Carrot Soufflé

Easy-to-make carrot soufflé with carrots, milk, saltines, cheddar cheese, butter, and eggs.

  • Prep time: 10 minutes
  • Cook time: 1 hour, 10 minutes
  • Yield: Serves 8

Ingredients

  • 2 lbs carrots, peeled, sliced into 1/2-inch rounds
  • Salt for salting cooking water
  • 1 cup whole milk
  • 1 cup Saltine cracker crumbs
  • 3/4 cup grated sharp cheddar cheese
  • 1/3 cup minced onion
  • 1 Tbsp room temperature unsalted butter
  • 1 teaspoon Kosher salt
  • 1/8 teaspoon cayenne
  • 1/4 teaspoon black pepper
  • 3 large eggs

Method

1 Preheat oven and prepare baking dish: Preheat oven to 350°F. Butter a 2-quart baking dish and set aside.

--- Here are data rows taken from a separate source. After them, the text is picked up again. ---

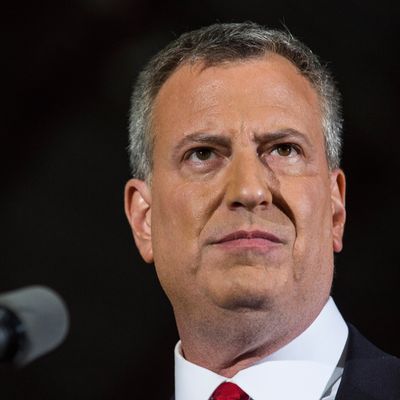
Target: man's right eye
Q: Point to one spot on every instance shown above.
(200, 154)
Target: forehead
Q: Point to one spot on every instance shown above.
(266, 92)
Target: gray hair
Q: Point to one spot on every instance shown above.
(217, 44)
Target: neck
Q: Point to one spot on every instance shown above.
(239, 339)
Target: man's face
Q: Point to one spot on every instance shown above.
(244, 211)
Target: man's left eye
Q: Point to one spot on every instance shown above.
(285, 150)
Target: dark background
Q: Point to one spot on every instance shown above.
(68, 71)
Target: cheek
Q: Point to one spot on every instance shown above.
(311, 207)
(179, 213)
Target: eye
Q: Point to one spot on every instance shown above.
(285, 150)
(200, 154)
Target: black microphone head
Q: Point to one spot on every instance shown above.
(43, 321)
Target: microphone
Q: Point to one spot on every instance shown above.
(33, 321)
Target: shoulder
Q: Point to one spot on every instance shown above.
(369, 373)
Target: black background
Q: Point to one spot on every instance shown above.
(68, 68)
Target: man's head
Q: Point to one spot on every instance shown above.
(218, 44)
(245, 205)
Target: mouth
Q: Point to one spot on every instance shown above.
(260, 240)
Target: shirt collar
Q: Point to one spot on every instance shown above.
(300, 370)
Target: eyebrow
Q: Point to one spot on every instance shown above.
(287, 133)
(225, 141)
(202, 138)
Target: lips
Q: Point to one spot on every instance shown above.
(249, 237)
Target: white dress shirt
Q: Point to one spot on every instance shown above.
(305, 369)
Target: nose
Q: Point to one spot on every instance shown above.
(248, 184)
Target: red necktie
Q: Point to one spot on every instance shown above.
(229, 391)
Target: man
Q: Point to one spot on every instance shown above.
(239, 201)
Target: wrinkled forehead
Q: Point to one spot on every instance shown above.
(269, 87)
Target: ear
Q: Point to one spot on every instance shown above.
(138, 212)
(338, 196)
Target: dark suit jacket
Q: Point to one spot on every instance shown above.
(369, 373)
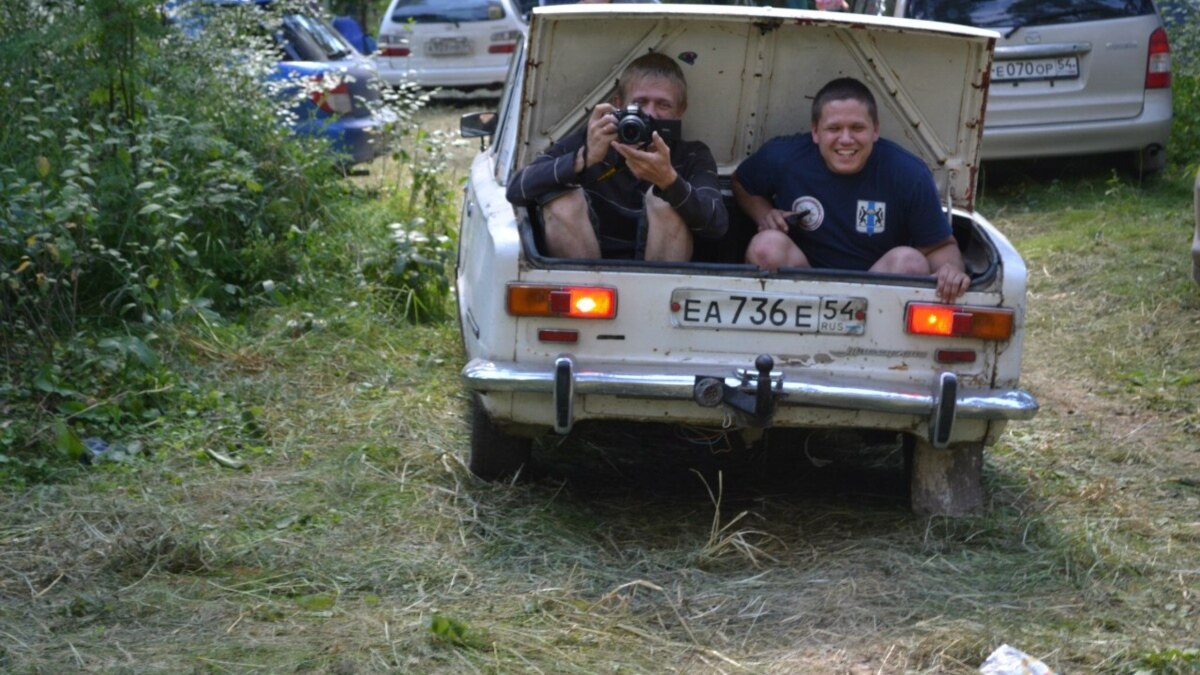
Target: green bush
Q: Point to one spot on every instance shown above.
(149, 183)
(1185, 39)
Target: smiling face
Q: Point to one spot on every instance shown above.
(657, 96)
(845, 133)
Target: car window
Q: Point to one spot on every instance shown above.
(1000, 13)
(447, 11)
(312, 40)
(510, 114)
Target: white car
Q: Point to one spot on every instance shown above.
(1195, 238)
(551, 342)
(1069, 78)
(453, 43)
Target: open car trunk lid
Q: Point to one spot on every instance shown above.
(760, 69)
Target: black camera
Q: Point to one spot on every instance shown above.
(634, 127)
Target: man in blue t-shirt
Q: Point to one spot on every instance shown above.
(857, 201)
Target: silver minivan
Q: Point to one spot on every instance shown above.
(456, 43)
(1069, 77)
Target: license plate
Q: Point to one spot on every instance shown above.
(837, 315)
(448, 46)
(1060, 67)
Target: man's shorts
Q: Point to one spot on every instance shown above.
(611, 248)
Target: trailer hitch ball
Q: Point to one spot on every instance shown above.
(708, 392)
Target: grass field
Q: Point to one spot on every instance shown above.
(353, 539)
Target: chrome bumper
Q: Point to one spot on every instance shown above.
(565, 380)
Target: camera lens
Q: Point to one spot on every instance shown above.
(631, 130)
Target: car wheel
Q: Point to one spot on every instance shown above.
(946, 481)
(1147, 162)
(493, 454)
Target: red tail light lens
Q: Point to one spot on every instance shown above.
(334, 101)
(571, 302)
(1158, 61)
(955, 321)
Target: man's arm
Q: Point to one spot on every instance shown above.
(568, 162)
(759, 208)
(946, 263)
(693, 190)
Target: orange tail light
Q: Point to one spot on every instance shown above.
(957, 321)
(571, 302)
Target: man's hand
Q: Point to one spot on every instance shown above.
(946, 262)
(952, 282)
(773, 219)
(601, 132)
(652, 165)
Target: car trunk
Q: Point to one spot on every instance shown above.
(822, 328)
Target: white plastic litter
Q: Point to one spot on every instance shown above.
(1011, 661)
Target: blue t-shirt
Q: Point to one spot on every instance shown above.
(852, 220)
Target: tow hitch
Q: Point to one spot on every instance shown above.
(753, 399)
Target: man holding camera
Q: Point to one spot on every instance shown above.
(627, 186)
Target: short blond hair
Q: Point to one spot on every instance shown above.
(653, 65)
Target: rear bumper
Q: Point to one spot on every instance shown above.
(485, 376)
(1151, 129)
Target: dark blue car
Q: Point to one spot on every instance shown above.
(333, 90)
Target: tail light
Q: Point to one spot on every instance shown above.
(504, 42)
(570, 302)
(955, 321)
(394, 46)
(1158, 63)
(335, 101)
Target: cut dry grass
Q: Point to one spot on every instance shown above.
(355, 541)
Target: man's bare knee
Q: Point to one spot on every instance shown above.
(667, 237)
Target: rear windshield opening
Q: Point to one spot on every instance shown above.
(1002, 13)
(448, 11)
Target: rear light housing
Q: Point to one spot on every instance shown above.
(1158, 60)
(504, 42)
(569, 302)
(959, 321)
(334, 100)
(395, 46)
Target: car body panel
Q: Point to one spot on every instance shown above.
(1195, 238)
(313, 58)
(472, 36)
(748, 99)
(1107, 108)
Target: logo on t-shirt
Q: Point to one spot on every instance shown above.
(810, 210)
(871, 216)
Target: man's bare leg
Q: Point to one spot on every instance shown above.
(903, 260)
(568, 227)
(667, 237)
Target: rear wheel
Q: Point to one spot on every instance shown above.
(946, 481)
(493, 454)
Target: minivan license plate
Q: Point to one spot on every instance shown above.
(1060, 67)
(448, 46)
(837, 315)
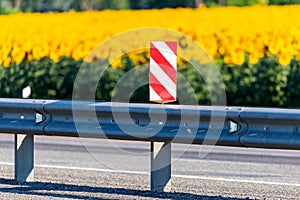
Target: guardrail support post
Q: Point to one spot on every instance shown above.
(24, 157)
(160, 166)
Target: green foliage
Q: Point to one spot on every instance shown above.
(263, 84)
(283, 2)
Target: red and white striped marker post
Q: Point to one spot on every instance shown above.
(162, 88)
(163, 68)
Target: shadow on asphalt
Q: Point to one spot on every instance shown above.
(47, 189)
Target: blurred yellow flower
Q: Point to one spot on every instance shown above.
(228, 33)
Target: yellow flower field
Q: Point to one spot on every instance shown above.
(227, 33)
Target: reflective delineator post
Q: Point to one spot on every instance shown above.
(24, 151)
(24, 157)
(162, 88)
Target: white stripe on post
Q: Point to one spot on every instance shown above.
(163, 68)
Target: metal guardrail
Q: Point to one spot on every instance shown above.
(159, 124)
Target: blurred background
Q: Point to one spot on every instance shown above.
(255, 45)
(9, 6)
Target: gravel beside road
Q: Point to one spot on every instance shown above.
(82, 184)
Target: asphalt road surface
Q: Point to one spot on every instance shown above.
(74, 168)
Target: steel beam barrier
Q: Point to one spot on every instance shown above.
(228, 126)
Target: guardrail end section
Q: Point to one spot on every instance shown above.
(24, 157)
(160, 166)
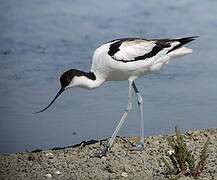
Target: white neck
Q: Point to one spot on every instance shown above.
(87, 83)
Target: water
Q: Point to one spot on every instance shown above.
(41, 39)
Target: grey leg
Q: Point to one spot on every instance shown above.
(140, 146)
(128, 108)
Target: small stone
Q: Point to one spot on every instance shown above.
(103, 158)
(50, 155)
(48, 175)
(124, 174)
(57, 172)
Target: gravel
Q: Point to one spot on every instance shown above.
(75, 162)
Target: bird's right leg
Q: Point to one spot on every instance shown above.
(111, 140)
(128, 108)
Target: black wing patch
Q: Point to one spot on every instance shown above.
(159, 45)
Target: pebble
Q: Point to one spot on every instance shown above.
(48, 175)
(57, 172)
(50, 155)
(124, 174)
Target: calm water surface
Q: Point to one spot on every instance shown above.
(41, 39)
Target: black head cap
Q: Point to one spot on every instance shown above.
(67, 76)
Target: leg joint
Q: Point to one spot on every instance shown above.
(140, 99)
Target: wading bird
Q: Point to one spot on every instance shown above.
(125, 59)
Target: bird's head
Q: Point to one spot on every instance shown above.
(67, 80)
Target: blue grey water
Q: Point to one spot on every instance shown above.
(41, 39)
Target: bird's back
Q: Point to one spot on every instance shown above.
(122, 58)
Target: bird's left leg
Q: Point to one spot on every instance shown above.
(140, 146)
(111, 140)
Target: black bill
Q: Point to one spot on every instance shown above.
(60, 91)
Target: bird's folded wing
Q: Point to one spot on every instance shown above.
(128, 50)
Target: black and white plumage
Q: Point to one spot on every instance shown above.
(125, 59)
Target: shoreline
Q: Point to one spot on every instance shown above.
(74, 162)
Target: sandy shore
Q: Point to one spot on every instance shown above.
(121, 163)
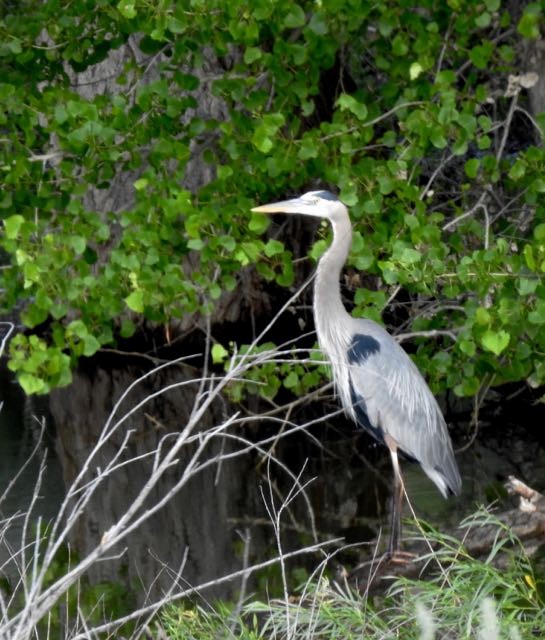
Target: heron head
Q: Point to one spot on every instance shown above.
(322, 204)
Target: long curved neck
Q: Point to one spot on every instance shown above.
(329, 309)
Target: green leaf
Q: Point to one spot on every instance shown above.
(12, 226)
(495, 341)
(135, 301)
(471, 168)
(219, 353)
(415, 70)
(273, 247)
(252, 54)
(31, 384)
(295, 17)
(127, 9)
(141, 184)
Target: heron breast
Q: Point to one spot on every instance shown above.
(361, 347)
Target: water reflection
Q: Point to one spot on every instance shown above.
(208, 521)
(21, 434)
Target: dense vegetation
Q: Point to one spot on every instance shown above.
(418, 117)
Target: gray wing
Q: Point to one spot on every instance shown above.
(387, 388)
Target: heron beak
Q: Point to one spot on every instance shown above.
(296, 205)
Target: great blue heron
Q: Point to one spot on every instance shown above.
(379, 385)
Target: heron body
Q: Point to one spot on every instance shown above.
(379, 386)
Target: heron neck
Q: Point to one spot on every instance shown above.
(327, 291)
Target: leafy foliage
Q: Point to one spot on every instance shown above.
(406, 112)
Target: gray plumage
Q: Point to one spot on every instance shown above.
(379, 385)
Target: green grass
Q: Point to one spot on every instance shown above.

2 Cook and purée carrots: Place carrots in a saucepan and cover with an inch of water. Add about 1 teaspoon of salt to the water. Bring to a boil and cook for about 10 minutes, or until the carrots are tender. Strain the carrots and purée in a food processor or with an immersion blender.

3 Make carrot purée base: Place carrot purée in a large bowl. Slowly add in the milk, a little at a time, whisking after each addition so that the mixture stays smooth, not lumpy. Mix in the saltine cracker crumbs, the grated cheese, onion, butter, Kosher salt, cayenne, and black pepper.

4 Whip eggs and combine with carrot pureé: In a separate bowl, whip up the eggs until frothy. Then whisk them into the carrot purée mixture.

whip eggs to make batter for carrot souffle whisk pureed carrots into egg mixture for carrot souffle

5 Bake: Transfer the mixture into the prepared baking dish. Bake at 350°F for 40-45 minutes, until puffed up a bit and lightly golden.